Rosyjska armia stawia na jednostki bezzałogowe. Rosyjskie Ministerstwo Obrony zaprezentowało już roboty bojowe, zdalnie sterowane działa, a teraz zapowiada budowę bezzałogowych samolotów i śmigłowców. – Prace trwają nad jednostkami wszelkich typów i gabarytów – oświadczył podczas Moskiewskiego Salonu Lotniczego generał Wiktor Bondariew.

Według generała, dowódcy wojsk obrony powietrzno-kosmicznej armia potrzebuje nie tylko zwiadowczych dronów, ale również bezzałogowych samolotów bojowych i transportowych. W jego ocenie najwartościowszy sprzęt, który w krótkim czasie chciałaby otrzymać rosyjska armia, to konwertoplany – samoloty, których skrzydła i zespół napędowy mogą zmieniać pozycję odpowiednio do fazy lotu. Maszyny tego typu mogą zachowywać się w powietrzu i jak śmigłowiec, i jak samolot.

Wcześniej rosyjscy inżynierowie pochwalili się zaawansowanymi pracami nad stworzeniem floty sterowców. Szef koncernu „Rosareosistiemy” Giennadij Werba podkreśla, że pomysł wykorzystania sterowców nie jest utopią.
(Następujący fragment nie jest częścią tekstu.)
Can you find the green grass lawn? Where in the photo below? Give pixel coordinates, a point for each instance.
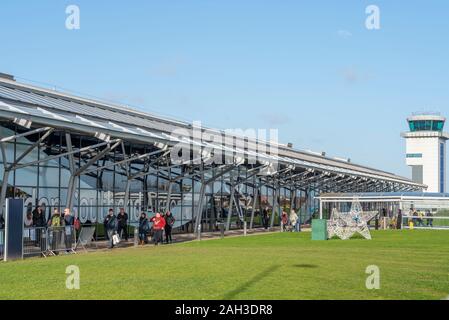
(413, 265)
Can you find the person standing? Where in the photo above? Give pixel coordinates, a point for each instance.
(429, 219)
(122, 219)
(144, 227)
(265, 218)
(284, 218)
(39, 223)
(399, 221)
(54, 224)
(68, 229)
(110, 223)
(169, 222)
(158, 227)
(294, 220)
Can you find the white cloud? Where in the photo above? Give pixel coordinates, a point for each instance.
(345, 34)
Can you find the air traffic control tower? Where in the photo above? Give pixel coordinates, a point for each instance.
(426, 150)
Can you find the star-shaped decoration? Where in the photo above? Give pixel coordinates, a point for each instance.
(346, 224)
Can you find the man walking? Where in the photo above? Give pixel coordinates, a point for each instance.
(158, 227)
(169, 222)
(68, 229)
(110, 223)
(123, 224)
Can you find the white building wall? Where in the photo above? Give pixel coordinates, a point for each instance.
(429, 148)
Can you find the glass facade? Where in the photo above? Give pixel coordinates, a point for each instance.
(426, 125)
(46, 184)
(414, 155)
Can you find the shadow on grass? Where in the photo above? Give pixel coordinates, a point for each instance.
(258, 277)
(306, 266)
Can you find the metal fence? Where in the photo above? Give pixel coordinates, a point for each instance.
(34, 242)
(48, 241)
(61, 239)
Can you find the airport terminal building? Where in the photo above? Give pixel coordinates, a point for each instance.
(66, 151)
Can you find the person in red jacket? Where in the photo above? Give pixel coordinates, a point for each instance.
(158, 227)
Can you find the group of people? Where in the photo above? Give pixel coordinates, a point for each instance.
(418, 216)
(154, 226)
(289, 222)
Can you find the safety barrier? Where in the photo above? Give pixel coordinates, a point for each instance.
(34, 241)
(61, 239)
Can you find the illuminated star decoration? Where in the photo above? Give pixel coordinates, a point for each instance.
(345, 224)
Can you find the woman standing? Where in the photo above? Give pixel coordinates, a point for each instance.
(144, 227)
(158, 227)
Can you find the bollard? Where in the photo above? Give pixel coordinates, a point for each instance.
(199, 233)
(136, 237)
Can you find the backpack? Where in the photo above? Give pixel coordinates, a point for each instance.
(112, 223)
(146, 226)
(56, 221)
(77, 224)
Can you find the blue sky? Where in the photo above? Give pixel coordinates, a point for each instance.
(309, 68)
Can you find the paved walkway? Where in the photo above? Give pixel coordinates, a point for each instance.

– Uważamy, że tego typu aparaty latające mogą być podstawą nowego systemu transportowego i będą wykorzystywane w regionach, w których nie ma naziemnej infrastruktury, w tym dróg, portów i lotnisk – dodał ekspert.

W kręgach wojskowych w Rosji przeważa opinia, że statki bezzałogowe i sterowce, to przyszłość lotnictwa nie tylko w tym kraju, ale i na całym świecie.